Translating a line of Matlab (bsxfun, rdivide) to Python

Question

I am translating a Matlab function to Python. Unfortunately I am not a Matlab expert and it is hard for me to understand some lines, e. g. this one:

a = [[0, 1]; [2, 3]]
bsxfun(@rdivide, sqrt(a), a)

I did not really understand it yet, but I think this line does

r / a

for each row r of sqrt(a) (or is it each column?) and r / sqrt(a) can usually be translated to numpy as

numpy.linalg.solve(sqrt(a).T, r.T).T

The problem with this is: Matlab says the result is

       NaN   1.00000
   0.70711   0.57735

and numpy says it is

[ 1.  0.]
[ 0.55051026  1.41421356]

which was generated by

for i in range(2): print linalg.solve(sqrt(a).T, a[i, :].T).T

Where is the error? The matrices sqrt(a) and a are just examples. You can replace them by any other matrix. I am just trying to understand what bsxfun does with rdivide.

Answer 1

>>> import numpy as np
>>> a = np.array([[0,1],[2,3]])
>>> a
array([[0, 1],
       [2, 3]])
>>> b = np.sqrt(a)
>>> b/a
Warning: invalid value encountered in divide
array([[        nan,  1.        ],
       [ 0.70710678,  0.57735027]])
>>>

Since you need an element-wise division, not matrix multiplication by the inverse, numpy.linalg is not what you want.

Answer 2

The first floor give you the transform of python code.

but if you want to know why code:

for i in range(2): print linalg.solve(sqrt(a).T, a[i, :].T).T

give the result

[ 1.  0.]
[ 0.55051026  1.41421356]

because linalg.solve() Solve a linear matrix equation, or system of linear scalar equations.

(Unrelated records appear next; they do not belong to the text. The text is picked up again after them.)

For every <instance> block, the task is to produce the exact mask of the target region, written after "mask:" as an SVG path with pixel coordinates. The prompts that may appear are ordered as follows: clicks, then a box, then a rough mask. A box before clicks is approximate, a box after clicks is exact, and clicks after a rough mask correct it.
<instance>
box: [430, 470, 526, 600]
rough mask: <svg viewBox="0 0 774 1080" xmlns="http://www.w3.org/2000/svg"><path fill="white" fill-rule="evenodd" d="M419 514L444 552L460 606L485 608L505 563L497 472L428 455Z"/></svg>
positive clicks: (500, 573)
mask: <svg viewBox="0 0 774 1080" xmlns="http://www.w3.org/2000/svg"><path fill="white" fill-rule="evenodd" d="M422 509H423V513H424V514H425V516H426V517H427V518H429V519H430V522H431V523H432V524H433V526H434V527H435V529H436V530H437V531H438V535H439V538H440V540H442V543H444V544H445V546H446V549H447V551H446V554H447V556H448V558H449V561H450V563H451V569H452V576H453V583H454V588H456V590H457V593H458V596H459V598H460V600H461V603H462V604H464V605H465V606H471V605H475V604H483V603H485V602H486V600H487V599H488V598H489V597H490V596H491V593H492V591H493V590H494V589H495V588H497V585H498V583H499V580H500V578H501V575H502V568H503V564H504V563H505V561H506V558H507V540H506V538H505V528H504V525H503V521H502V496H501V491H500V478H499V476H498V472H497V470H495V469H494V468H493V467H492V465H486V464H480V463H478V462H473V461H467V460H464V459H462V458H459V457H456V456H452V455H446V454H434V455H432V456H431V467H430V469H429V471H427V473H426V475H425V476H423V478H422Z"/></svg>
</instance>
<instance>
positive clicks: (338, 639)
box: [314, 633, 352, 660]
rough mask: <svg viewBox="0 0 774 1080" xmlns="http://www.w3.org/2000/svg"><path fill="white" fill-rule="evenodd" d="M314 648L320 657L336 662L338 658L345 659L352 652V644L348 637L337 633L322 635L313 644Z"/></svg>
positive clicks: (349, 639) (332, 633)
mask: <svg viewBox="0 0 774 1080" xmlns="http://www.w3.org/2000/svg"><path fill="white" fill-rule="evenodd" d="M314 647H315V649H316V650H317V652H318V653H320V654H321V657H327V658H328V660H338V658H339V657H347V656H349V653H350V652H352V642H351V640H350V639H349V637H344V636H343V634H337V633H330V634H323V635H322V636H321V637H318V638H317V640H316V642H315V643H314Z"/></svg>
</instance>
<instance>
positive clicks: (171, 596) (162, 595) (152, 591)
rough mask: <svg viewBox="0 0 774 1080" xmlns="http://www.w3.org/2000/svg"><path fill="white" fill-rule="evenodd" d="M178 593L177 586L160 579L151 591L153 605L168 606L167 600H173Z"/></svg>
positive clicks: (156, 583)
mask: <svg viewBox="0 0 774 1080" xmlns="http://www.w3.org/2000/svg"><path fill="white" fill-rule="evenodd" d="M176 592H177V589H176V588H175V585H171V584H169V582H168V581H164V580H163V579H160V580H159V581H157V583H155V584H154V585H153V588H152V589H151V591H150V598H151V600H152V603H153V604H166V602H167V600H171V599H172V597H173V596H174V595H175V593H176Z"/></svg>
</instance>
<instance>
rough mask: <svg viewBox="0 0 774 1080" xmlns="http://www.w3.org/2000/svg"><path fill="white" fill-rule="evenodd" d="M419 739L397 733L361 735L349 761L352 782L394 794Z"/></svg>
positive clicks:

so the code for i in range(2): print linalg.solve(sqrt(a).T, a[i, :].T).T will solve the linear matrix equations

0 * x0 + sqrt(2) * x1 = 0
1 * x0 + sqrt(3) * x1 = 1
0 * x0 + sqrt(2) * x1 = 2
1 * x0 + sqrt(3) * x1 = 3

so you will get the result

[ 1, 0].T
[ 3 - sqrt(6) , sqrt(2)].T

and in numpy shape (2L,).T is same as (2L,) so you will get the answer.